BF - The guage is new, but I can't be positive about it's accuracy. What's the best way to test it?
Larry - Yeah, I seen that comment. No doubt the h2ad had some serious probems when they first came out. Those problems were supposedly fixed in 1980 according to the
H2AD Story (scroll down about 2/3 of the page):
"The final fix is the so-called "T" mod,
which was incorporated in all 1980 and later engines during
production as well as being a field retrofit. This mod improves
top end lubrication and involves even larger tappets."
Mine has the "T" stamped into the case, so it should have the fixes in place.....but Teresa knows that
I HAVE TO run it once a week to keep the cam from wearing out. :wink:
The sending unit is in the same housing as both oil cooler lines, but I can't really tell which way the oil is flowing. I do have a small leak there so I've been planning on taking it apart anyway. I'd be able to tell then for sure.
Thanks pirate - I see that they like 170-180 range and not the 180-200 range that I mentioned.
marshmaster pat":3ivcr19p said:
Lastly without CHTs, if you are running 180 - 200 you might not have to much flexability with CHT temperatures as you might be on the top end of the range. Start hammering on the throttle and without that extra cooling from oil at 160s, you might peak maximum CHTs.

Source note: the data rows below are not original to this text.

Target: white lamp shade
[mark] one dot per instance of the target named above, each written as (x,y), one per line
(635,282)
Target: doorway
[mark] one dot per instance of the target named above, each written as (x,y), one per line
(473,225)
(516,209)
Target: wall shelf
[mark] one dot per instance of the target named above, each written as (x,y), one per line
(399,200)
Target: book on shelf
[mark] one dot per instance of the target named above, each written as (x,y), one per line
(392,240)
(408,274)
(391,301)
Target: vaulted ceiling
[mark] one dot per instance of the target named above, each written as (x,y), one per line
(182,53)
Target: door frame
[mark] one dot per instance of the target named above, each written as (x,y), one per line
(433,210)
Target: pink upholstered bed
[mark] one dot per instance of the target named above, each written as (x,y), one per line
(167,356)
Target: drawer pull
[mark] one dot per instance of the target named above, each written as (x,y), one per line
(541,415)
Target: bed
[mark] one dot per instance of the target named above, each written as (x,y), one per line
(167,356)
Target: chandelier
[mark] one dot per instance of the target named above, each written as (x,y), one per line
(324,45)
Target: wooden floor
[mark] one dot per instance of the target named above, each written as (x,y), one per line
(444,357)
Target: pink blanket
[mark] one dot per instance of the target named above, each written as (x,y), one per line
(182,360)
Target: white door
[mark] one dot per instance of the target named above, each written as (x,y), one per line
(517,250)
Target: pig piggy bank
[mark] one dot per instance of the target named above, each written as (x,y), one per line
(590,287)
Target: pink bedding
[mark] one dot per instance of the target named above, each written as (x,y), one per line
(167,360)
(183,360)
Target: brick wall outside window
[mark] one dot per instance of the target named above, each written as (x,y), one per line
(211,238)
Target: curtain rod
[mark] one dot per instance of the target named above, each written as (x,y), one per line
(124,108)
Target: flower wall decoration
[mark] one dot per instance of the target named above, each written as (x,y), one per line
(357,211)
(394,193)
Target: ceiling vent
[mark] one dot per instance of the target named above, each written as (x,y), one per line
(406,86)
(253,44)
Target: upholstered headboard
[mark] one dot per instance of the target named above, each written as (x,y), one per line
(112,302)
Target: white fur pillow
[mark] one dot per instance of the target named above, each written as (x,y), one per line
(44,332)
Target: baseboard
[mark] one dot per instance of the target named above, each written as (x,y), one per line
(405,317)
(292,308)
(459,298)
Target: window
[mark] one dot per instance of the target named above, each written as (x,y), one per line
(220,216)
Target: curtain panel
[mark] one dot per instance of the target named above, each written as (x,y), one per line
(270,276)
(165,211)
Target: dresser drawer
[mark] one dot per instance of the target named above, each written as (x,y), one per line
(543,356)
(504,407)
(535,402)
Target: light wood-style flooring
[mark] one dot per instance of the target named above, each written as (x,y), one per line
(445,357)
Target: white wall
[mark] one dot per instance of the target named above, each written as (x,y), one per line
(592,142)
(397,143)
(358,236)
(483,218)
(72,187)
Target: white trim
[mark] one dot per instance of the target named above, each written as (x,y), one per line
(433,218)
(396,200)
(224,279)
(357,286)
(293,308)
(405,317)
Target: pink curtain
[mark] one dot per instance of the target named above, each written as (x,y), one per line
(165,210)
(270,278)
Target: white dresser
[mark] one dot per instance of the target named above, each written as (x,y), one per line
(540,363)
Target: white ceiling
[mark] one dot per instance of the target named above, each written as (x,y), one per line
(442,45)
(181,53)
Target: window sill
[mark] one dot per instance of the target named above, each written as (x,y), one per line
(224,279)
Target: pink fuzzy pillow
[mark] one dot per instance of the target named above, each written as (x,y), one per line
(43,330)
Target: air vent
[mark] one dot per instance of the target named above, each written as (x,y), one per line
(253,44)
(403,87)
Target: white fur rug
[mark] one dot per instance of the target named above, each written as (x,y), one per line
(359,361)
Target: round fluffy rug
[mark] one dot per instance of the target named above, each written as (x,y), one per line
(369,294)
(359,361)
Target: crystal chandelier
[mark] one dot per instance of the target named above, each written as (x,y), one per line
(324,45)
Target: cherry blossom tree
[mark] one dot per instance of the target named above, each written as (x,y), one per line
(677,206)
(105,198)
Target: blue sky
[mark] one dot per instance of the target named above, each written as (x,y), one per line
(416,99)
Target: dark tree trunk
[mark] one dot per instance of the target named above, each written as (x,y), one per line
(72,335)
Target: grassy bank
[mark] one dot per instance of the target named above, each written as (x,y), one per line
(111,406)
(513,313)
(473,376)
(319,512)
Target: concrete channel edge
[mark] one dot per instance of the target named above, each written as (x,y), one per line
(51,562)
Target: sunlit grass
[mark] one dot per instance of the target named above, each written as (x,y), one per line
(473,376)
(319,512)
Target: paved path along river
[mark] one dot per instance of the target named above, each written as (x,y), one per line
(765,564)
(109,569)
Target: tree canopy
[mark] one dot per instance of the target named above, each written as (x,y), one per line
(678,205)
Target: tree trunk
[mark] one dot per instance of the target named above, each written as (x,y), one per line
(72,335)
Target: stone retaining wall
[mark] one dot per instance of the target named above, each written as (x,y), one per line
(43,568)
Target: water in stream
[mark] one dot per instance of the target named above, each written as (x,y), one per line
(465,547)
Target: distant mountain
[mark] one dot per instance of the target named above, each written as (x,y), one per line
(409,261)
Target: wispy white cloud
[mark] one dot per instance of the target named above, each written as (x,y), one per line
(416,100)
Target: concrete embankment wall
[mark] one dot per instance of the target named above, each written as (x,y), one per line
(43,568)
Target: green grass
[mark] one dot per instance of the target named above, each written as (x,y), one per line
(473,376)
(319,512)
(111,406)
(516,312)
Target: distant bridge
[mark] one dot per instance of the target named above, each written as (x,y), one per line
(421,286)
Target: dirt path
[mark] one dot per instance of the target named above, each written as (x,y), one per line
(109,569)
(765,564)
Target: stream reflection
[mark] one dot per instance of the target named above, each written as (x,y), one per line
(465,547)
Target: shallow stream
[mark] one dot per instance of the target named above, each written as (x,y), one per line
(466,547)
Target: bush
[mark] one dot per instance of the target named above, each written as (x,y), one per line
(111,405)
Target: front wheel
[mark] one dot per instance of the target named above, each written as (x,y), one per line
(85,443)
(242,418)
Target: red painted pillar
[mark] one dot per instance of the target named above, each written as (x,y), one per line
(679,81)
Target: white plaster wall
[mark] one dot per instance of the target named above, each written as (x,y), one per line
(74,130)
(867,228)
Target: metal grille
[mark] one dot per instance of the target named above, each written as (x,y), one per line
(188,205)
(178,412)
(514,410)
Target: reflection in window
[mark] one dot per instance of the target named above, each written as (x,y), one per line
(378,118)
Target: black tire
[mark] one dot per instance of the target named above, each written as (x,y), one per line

marshmaster - Thanks for that consideration. You'd think I'd have thought about that since I had problems with cylinder heat in my previous angle valve motors. There's nothing worse than getting half way across the pasture and start losing power when the cylinders get hot.
All this condensation thinking started a couple of weeks ago when we took my cousin's h2ad on it's maiden voyage. He has a clear breather hose that comes up about 6" then has a small dip in it before following the side of the cage to the back of the boat. We were amazed at the amount of water that collected there in a normal day of running.